I will not explore these questions any further. I bring them up only to emphasize that stepwise diachronic norms like conditionalization are relative to an epistemic successor relation between epistemic states, or agents-at-times: we should not read ‘Crt ’ and ‘Crt+1’ in (C) as invariably picking out the credence function of the same agent at successive points in objective time, given by atomic clocks. Rather, ‘Crt ’ and ‘Crt+1’ pick out credence functions of epistemically successive epistemic states, whatever exactly that means. In effect, the epistemic successor relation defines a kind of personal time (compare Lewis 1976b) relative to which the indices in ‘Crt ’ and ‘Crt+1’ should be understood.

Now return to the simple shifting rule from Section 4.

$$ Cr_{t+\!1}(A) = Cr_t^{+1}(A / E) = Cr_t(A^{+1} / E^{+1}). $$

(SC)

When I suggested that the rule fails to allow for agents who lose track of time, I assumed that shifting goes by objective time: that w+1 is w with the centre moved one unit of objective time into the future. But that makes little sense if the new belief state is not always located one unit of time in the future. (If a time traveller instantaneously travels from 4 p.m. to 6 p.m., knowing at departure that it is 4 p.m. and that she will arrive at 6 p.m., then her next belief update should not make her certain that it is 4.01 p.m.)˙ A more sensible interpretation of (SC) re-uses the epistemic successor relation to define shifting: w+1 is w with the centre moved to the epistemic successor of the epistemic state on which w is centred. This is how (SC) is interpreted in Meacham (2010) and Schwarz (2015). On that interpretation, (SC) gives the right verdicts even in time travel cases and situations where agents lose track of time; there is no need to explore more general rules like (SC') or (SC*).

The details now depend on the epistemic successor relation. But we don’t need to settle every conceivable trouble case before we can start applying the rule. Assume as before that we’re dealing with agents who update their belief state instantaneously and in discrete steps, and let’s ignore the possibility of fission and fusion. Each update, let’s assume, is a causal process that produces a new belief state based on the previous state and the current (sensory) evidence. What we want to know from an update rule is how the newly produced credences should relate to the pre-update credences and the new evidence. So we can identify the epistemic successor relation with the “update relation” that holds between states S1 and S2 just in case S2 is the result of an update applied to S1 (as suggested in Schwarz 2012).

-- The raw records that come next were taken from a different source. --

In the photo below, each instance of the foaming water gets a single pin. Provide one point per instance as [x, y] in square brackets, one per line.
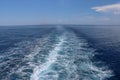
[52, 57]
[69, 60]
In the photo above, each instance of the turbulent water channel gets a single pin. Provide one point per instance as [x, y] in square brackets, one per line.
[60, 55]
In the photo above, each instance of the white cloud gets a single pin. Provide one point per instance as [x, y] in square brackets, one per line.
[113, 8]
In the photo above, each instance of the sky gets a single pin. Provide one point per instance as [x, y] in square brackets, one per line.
[83, 12]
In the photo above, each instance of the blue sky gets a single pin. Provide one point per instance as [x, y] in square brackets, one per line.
[30, 12]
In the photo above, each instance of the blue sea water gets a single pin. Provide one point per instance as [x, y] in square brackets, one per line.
[64, 52]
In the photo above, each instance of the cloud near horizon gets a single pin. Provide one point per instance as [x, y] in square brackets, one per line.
[113, 8]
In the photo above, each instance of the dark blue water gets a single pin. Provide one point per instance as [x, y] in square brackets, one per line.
[59, 52]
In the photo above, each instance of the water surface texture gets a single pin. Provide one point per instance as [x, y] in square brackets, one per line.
[63, 52]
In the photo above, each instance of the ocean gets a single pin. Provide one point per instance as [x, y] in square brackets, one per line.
[60, 52]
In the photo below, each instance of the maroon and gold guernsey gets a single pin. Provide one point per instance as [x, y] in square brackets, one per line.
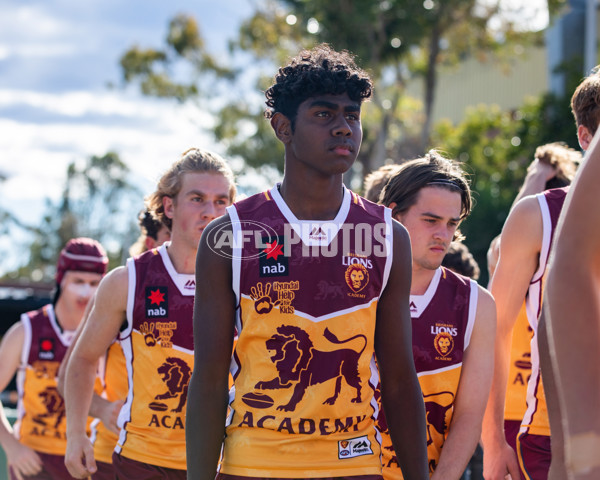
[519, 369]
[442, 323]
[158, 348]
[535, 420]
[302, 404]
[41, 422]
[113, 376]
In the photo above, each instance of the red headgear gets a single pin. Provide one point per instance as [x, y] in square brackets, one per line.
[81, 254]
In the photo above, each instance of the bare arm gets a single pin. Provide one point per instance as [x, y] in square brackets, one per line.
[519, 251]
[99, 332]
[100, 408]
[573, 321]
[538, 174]
[214, 316]
[401, 394]
[21, 458]
[472, 395]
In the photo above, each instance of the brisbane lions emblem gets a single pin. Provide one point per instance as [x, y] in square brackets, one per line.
[300, 365]
[357, 277]
[443, 343]
[55, 407]
[176, 375]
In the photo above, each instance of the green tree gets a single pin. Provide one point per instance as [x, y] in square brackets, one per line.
[98, 201]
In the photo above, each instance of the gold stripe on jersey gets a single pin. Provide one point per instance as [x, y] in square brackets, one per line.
[520, 368]
[439, 389]
[273, 416]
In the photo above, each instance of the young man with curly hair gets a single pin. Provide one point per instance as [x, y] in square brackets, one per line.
[148, 306]
[304, 374]
[453, 318]
[525, 244]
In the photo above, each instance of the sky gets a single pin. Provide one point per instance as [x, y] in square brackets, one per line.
[57, 58]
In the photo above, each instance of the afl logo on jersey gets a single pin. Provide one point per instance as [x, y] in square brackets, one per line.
[357, 277]
[157, 305]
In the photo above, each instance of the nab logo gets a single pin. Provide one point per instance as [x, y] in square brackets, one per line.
[157, 305]
[46, 351]
[272, 261]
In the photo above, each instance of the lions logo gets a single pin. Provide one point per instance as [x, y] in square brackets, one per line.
[300, 365]
[357, 277]
[443, 343]
[55, 407]
[176, 375]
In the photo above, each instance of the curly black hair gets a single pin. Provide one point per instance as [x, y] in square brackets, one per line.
[319, 71]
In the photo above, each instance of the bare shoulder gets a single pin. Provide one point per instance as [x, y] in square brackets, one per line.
[486, 307]
[14, 337]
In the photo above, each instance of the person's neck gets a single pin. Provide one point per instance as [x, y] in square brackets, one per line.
[313, 199]
[67, 319]
[421, 279]
[182, 257]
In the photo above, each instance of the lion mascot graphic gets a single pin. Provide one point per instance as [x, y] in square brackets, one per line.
[176, 375]
[55, 407]
[298, 362]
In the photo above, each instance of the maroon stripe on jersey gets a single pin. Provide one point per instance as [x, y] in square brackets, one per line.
[158, 300]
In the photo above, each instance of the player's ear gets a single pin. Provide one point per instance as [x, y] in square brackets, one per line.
[168, 204]
[282, 127]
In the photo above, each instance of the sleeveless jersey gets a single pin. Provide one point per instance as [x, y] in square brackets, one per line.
[113, 377]
[519, 369]
[41, 422]
[442, 323]
[536, 420]
[158, 348]
[304, 374]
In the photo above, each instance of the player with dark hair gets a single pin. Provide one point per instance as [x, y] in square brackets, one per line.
[460, 260]
[35, 347]
[111, 386]
[148, 306]
[453, 318]
[153, 233]
[377, 180]
[303, 402]
[573, 293]
[520, 275]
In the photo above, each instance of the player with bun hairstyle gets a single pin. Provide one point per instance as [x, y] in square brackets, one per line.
[147, 305]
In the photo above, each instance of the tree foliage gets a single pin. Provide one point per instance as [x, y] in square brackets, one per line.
[98, 201]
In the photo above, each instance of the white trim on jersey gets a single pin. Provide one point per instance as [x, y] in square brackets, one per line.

Let’s see how (SC), on the new interpretation, handles the coma example. The shifting step plausibly moves the probability of every pre-coma world to the next post-coma world, as that is when the next belief update takes place. For worlds in which the surgery is a success, the shift covers 1 day; for worlds in which the surgery fails, it covers 10 days. (By contrast, (SC') indiscriminately shifted all worlds by the same amount.) The shifted credence thus still assigns probability 0.1 to the surgery having succeeded, and since the new evidence is neutral on the success of the surgery, this is the final credence.

We also get the right result in the Sleeping Beauty variant. Here the shifted Sunday credence is evenly divided between Heads & Tuesday & Bell worlds and Tails & Monday & Rooster worlds; subsequent conditionalizing on Bell makes you certain that it is Tuesday and that the coin landed heads.

So (SC) looks like a good replacement for conditionalization if centred propositions are allowed. It is well-motivated, correctly deals with all the examples we have considered, and displays many of the same abstract features that characterize conditionalization for uncentred credences. (SC) does not deny that we have a sense of time, but it also doesn’t make that a requirement of rationality. If an agent has such a sense, it enters the update process like any other sense, in the conditionalization step.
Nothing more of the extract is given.